Nonfiction, 2019 | 210 pages
This is perhaps the most poorly written and boring book I have ever navigated. She uses ridiculously obscure words when easy words would suffice. Her sentences run on, with numerous clauses. And there is very little feeling, virtually no emotional connection in her writing. It is facts, pure and simple.
I wanted to learn something about the topic, “The indigenous fight for environmental justice” so, after many pages, I finally figured out how to read As Long as Grass Grows. I simply read every word without attempting to comprehend the complexity of the sentences, knowing that some of the information would sink in.
Eventually, much of it did. I DID learn by reading this book; have some ah-has; entertained some new perspectives; discovered some history I knew nothing about; have some new views about colonization, a word I am still attempting to truly understand. And this is worthwhile. However, I find history to be most valuable as context to assist us in addressing current situations and planning for and envisioning the future.
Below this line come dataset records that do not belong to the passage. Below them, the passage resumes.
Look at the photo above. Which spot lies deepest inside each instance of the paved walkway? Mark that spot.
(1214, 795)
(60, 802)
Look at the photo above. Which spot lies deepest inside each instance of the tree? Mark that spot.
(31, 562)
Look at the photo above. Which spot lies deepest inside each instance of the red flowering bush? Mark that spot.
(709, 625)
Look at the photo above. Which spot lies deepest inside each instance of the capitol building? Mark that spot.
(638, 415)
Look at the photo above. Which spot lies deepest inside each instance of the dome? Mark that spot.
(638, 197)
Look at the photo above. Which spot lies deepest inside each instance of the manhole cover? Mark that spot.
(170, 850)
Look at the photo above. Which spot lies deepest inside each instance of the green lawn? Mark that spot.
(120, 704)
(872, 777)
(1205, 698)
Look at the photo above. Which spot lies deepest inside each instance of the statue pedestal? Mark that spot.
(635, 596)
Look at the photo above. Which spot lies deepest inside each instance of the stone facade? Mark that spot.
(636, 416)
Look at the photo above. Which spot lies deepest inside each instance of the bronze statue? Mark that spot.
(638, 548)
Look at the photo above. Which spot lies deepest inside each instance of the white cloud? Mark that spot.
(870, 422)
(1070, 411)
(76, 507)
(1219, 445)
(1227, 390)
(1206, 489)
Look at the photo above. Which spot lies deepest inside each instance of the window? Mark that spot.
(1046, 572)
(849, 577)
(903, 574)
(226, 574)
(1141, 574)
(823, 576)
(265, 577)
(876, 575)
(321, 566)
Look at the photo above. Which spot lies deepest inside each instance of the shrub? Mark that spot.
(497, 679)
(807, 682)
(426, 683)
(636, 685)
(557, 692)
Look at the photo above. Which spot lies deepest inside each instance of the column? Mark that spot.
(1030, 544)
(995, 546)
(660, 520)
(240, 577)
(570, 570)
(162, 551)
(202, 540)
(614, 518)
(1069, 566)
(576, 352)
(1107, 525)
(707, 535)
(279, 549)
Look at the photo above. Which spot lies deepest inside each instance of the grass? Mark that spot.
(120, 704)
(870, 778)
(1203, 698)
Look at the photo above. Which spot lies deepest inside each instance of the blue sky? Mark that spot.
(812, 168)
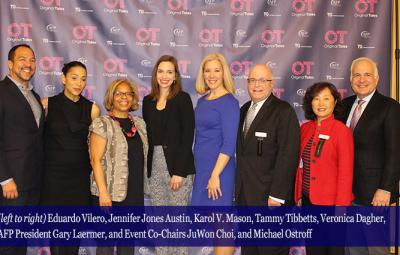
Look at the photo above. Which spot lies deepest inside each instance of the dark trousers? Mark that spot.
(321, 250)
(24, 198)
(260, 250)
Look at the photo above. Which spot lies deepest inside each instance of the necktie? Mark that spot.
(251, 114)
(356, 114)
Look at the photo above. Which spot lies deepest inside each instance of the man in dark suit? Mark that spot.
(21, 128)
(267, 150)
(375, 120)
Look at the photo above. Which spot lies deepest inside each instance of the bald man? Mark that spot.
(267, 150)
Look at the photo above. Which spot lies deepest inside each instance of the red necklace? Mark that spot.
(129, 133)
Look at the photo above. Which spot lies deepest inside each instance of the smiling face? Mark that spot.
(323, 104)
(260, 83)
(213, 75)
(122, 99)
(23, 66)
(165, 74)
(364, 79)
(74, 82)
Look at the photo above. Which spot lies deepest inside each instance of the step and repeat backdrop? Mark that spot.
(303, 41)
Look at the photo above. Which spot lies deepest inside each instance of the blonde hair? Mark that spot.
(201, 86)
(373, 63)
(109, 97)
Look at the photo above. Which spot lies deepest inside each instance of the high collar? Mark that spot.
(326, 122)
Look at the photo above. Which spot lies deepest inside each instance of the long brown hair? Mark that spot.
(176, 86)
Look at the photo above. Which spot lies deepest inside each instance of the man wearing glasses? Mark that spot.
(375, 120)
(267, 150)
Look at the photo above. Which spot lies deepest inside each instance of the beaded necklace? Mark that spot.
(129, 133)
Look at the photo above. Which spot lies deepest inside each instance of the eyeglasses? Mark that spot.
(253, 81)
(365, 75)
(126, 94)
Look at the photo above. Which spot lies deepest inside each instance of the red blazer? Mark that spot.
(331, 174)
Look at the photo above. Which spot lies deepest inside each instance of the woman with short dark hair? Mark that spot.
(118, 153)
(67, 165)
(325, 174)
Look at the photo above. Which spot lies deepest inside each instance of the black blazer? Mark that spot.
(178, 136)
(21, 140)
(266, 166)
(376, 148)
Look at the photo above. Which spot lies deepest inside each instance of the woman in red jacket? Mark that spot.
(325, 174)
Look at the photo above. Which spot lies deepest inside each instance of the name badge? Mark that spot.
(325, 137)
(261, 134)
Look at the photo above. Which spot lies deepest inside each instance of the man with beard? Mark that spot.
(21, 129)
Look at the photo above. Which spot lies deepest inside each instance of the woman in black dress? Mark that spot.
(67, 165)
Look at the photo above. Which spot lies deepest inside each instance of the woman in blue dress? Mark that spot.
(216, 120)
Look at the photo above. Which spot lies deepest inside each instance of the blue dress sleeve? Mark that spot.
(230, 114)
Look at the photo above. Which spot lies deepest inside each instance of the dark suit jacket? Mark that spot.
(272, 172)
(178, 135)
(376, 148)
(21, 143)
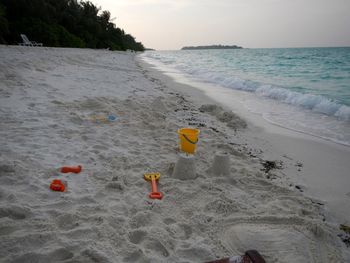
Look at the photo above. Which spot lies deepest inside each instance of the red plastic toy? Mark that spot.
(57, 185)
(153, 177)
(71, 169)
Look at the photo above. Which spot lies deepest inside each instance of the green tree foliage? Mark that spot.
(62, 23)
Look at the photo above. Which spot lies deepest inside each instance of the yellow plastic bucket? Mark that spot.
(188, 139)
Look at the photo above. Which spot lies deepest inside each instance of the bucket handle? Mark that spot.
(190, 140)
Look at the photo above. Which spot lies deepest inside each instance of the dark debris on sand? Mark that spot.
(270, 165)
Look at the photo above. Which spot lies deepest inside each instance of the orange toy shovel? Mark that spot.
(57, 185)
(71, 169)
(153, 177)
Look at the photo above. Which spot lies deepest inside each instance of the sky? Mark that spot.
(172, 24)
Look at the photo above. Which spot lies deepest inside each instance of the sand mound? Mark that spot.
(105, 215)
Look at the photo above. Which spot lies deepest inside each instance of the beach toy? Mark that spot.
(111, 117)
(71, 169)
(188, 139)
(57, 185)
(153, 177)
(250, 256)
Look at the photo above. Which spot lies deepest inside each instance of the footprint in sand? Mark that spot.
(278, 242)
(137, 236)
(14, 212)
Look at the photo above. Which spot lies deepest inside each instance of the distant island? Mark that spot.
(212, 47)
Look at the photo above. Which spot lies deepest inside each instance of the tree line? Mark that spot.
(62, 23)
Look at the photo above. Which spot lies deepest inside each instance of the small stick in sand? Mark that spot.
(71, 169)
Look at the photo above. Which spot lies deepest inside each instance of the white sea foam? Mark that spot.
(315, 103)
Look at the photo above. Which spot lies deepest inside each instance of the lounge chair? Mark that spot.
(26, 42)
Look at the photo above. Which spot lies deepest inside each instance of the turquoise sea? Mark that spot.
(311, 86)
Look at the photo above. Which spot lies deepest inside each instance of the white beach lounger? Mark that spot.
(26, 42)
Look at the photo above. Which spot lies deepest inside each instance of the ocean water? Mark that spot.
(309, 88)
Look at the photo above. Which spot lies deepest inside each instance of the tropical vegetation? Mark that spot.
(62, 23)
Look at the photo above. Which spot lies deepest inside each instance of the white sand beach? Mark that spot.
(53, 106)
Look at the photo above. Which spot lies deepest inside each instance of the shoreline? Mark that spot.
(53, 102)
(292, 147)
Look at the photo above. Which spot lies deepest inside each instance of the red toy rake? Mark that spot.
(153, 177)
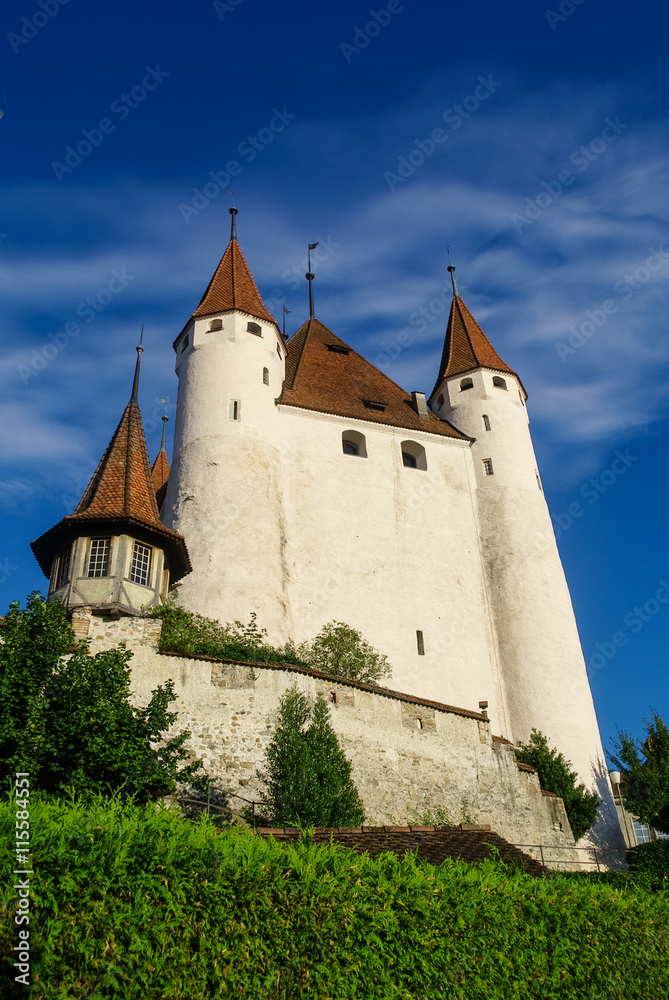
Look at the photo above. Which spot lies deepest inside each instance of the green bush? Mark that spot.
(307, 776)
(555, 775)
(651, 860)
(192, 634)
(341, 650)
(133, 903)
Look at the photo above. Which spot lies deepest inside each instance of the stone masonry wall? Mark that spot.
(407, 754)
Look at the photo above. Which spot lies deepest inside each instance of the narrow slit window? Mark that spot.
(98, 561)
(141, 564)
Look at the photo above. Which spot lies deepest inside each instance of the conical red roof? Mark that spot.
(233, 287)
(325, 374)
(466, 346)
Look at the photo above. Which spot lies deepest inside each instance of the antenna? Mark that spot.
(310, 277)
(135, 383)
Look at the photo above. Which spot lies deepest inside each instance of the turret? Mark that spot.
(540, 658)
(230, 359)
(113, 554)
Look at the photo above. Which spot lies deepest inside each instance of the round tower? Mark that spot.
(537, 643)
(222, 493)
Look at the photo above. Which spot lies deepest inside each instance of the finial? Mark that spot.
(135, 384)
(310, 277)
(451, 270)
(164, 418)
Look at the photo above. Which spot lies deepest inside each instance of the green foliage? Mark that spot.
(307, 775)
(651, 860)
(555, 775)
(141, 904)
(341, 650)
(192, 634)
(67, 720)
(645, 773)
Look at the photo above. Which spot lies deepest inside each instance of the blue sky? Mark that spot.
(532, 139)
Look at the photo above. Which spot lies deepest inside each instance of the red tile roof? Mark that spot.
(466, 346)
(233, 287)
(160, 473)
(342, 382)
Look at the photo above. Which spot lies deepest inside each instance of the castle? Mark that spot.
(307, 486)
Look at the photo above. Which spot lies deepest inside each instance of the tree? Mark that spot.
(308, 777)
(341, 650)
(555, 775)
(67, 719)
(644, 768)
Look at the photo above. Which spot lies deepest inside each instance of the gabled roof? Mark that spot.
(160, 473)
(466, 346)
(323, 373)
(233, 287)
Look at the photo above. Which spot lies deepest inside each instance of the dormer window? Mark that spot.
(141, 564)
(98, 560)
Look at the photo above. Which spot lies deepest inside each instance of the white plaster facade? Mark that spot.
(280, 521)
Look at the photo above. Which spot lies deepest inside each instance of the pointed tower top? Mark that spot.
(466, 346)
(232, 285)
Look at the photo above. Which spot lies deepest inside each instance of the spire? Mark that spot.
(135, 383)
(466, 346)
(232, 285)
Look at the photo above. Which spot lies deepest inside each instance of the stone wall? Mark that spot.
(408, 755)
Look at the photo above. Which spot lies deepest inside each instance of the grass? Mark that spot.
(140, 903)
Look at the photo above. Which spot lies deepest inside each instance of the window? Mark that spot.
(141, 562)
(353, 443)
(63, 571)
(413, 455)
(98, 562)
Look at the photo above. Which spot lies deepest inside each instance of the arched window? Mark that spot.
(353, 443)
(413, 455)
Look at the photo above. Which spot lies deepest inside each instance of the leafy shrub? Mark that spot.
(192, 634)
(341, 650)
(307, 775)
(555, 776)
(68, 721)
(141, 904)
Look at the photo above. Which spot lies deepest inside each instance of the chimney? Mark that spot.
(420, 405)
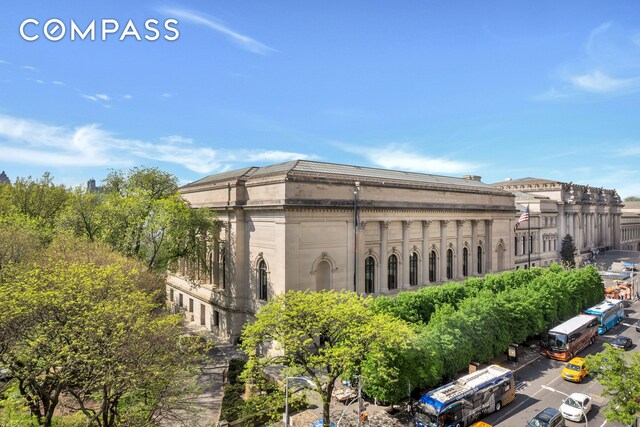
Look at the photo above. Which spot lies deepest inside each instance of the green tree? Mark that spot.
(567, 251)
(619, 374)
(145, 217)
(322, 335)
(96, 332)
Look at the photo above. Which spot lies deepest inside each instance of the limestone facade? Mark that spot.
(592, 216)
(630, 223)
(293, 226)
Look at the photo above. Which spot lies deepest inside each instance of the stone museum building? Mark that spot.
(311, 225)
(306, 225)
(592, 216)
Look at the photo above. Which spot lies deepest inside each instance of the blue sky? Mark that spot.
(498, 89)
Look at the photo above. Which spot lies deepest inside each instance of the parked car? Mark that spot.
(622, 342)
(575, 370)
(549, 417)
(576, 407)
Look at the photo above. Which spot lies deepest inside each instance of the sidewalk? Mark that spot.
(212, 377)
(379, 416)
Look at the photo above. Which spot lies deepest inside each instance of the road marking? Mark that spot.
(509, 412)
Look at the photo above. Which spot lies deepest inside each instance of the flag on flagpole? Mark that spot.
(524, 217)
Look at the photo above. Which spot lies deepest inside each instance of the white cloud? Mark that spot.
(550, 95)
(599, 82)
(404, 157)
(241, 40)
(31, 142)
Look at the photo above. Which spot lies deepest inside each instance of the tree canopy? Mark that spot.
(619, 374)
(323, 336)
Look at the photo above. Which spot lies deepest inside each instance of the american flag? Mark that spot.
(524, 217)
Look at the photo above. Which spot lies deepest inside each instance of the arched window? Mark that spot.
(323, 276)
(262, 280)
(369, 275)
(413, 269)
(465, 262)
(393, 272)
(432, 266)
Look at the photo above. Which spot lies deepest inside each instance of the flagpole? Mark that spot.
(530, 242)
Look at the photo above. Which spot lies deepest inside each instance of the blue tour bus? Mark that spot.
(467, 399)
(609, 312)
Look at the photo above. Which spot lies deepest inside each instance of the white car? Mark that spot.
(576, 407)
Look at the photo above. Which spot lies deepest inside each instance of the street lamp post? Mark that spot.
(286, 396)
(356, 194)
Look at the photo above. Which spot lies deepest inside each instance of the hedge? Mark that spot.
(476, 320)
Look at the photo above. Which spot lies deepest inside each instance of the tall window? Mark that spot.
(393, 272)
(465, 262)
(369, 275)
(413, 269)
(432, 266)
(262, 280)
(530, 244)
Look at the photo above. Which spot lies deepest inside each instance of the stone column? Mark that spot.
(425, 251)
(443, 250)
(406, 255)
(362, 245)
(474, 247)
(488, 226)
(384, 260)
(459, 244)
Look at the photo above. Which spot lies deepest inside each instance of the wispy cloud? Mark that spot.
(597, 81)
(243, 41)
(608, 65)
(404, 157)
(31, 142)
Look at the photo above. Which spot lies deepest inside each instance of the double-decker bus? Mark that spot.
(609, 312)
(569, 338)
(465, 400)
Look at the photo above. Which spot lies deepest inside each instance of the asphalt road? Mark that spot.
(532, 398)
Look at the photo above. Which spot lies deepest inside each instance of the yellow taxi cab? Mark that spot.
(575, 370)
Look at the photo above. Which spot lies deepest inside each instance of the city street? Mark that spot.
(532, 398)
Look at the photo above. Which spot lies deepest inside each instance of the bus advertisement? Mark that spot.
(465, 400)
(569, 338)
(609, 312)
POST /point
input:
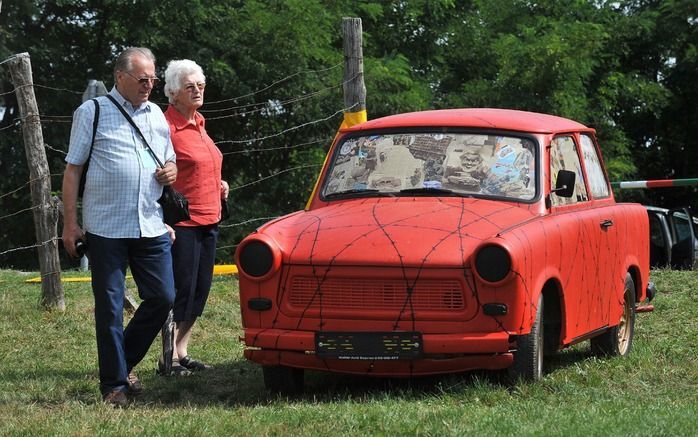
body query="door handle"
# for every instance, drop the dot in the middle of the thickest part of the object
(607, 223)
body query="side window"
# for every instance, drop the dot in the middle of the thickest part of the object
(563, 156)
(597, 180)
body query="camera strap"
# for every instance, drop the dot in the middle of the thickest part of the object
(138, 131)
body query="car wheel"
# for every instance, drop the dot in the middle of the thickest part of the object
(618, 340)
(528, 358)
(287, 381)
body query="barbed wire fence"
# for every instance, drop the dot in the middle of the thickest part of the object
(240, 110)
(47, 208)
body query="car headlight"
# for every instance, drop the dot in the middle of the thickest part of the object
(492, 263)
(258, 258)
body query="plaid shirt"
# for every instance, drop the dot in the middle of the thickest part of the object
(121, 192)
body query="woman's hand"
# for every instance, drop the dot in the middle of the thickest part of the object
(170, 231)
(167, 174)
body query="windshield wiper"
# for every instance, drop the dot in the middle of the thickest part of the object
(352, 192)
(428, 191)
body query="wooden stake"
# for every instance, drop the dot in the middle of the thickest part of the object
(45, 208)
(354, 88)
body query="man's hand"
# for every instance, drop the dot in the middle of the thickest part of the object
(71, 234)
(168, 174)
(171, 232)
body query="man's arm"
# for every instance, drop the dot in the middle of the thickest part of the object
(71, 229)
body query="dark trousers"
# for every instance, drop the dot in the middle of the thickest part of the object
(150, 260)
(193, 256)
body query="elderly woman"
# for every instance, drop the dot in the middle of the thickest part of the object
(199, 179)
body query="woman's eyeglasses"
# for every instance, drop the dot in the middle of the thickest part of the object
(191, 87)
(145, 79)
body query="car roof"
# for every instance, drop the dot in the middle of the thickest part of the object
(500, 119)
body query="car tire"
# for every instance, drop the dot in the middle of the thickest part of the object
(618, 340)
(283, 380)
(528, 358)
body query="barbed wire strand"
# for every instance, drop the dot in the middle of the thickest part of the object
(266, 103)
(30, 247)
(295, 146)
(29, 182)
(287, 130)
(63, 152)
(273, 84)
(9, 126)
(233, 225)
(20, 211)
(239, 187)
(232, 246)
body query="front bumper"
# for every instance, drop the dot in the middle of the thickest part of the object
(443, 353)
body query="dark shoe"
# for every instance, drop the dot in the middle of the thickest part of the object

Gilio-Whitaker does not address present-day implications or possible actions until the 8th and final chapter; the last 15 pages of the book.
This was a huge disappointment for me.
While there is much to learn about the history of colonization of the indigenous peoples, this book does not stand alone. If you read it, you will learn new perspectives on history, but you will be left powerless about what to do with your new knowledge. Perhaps there is a broader, more action-oriented book on this topic.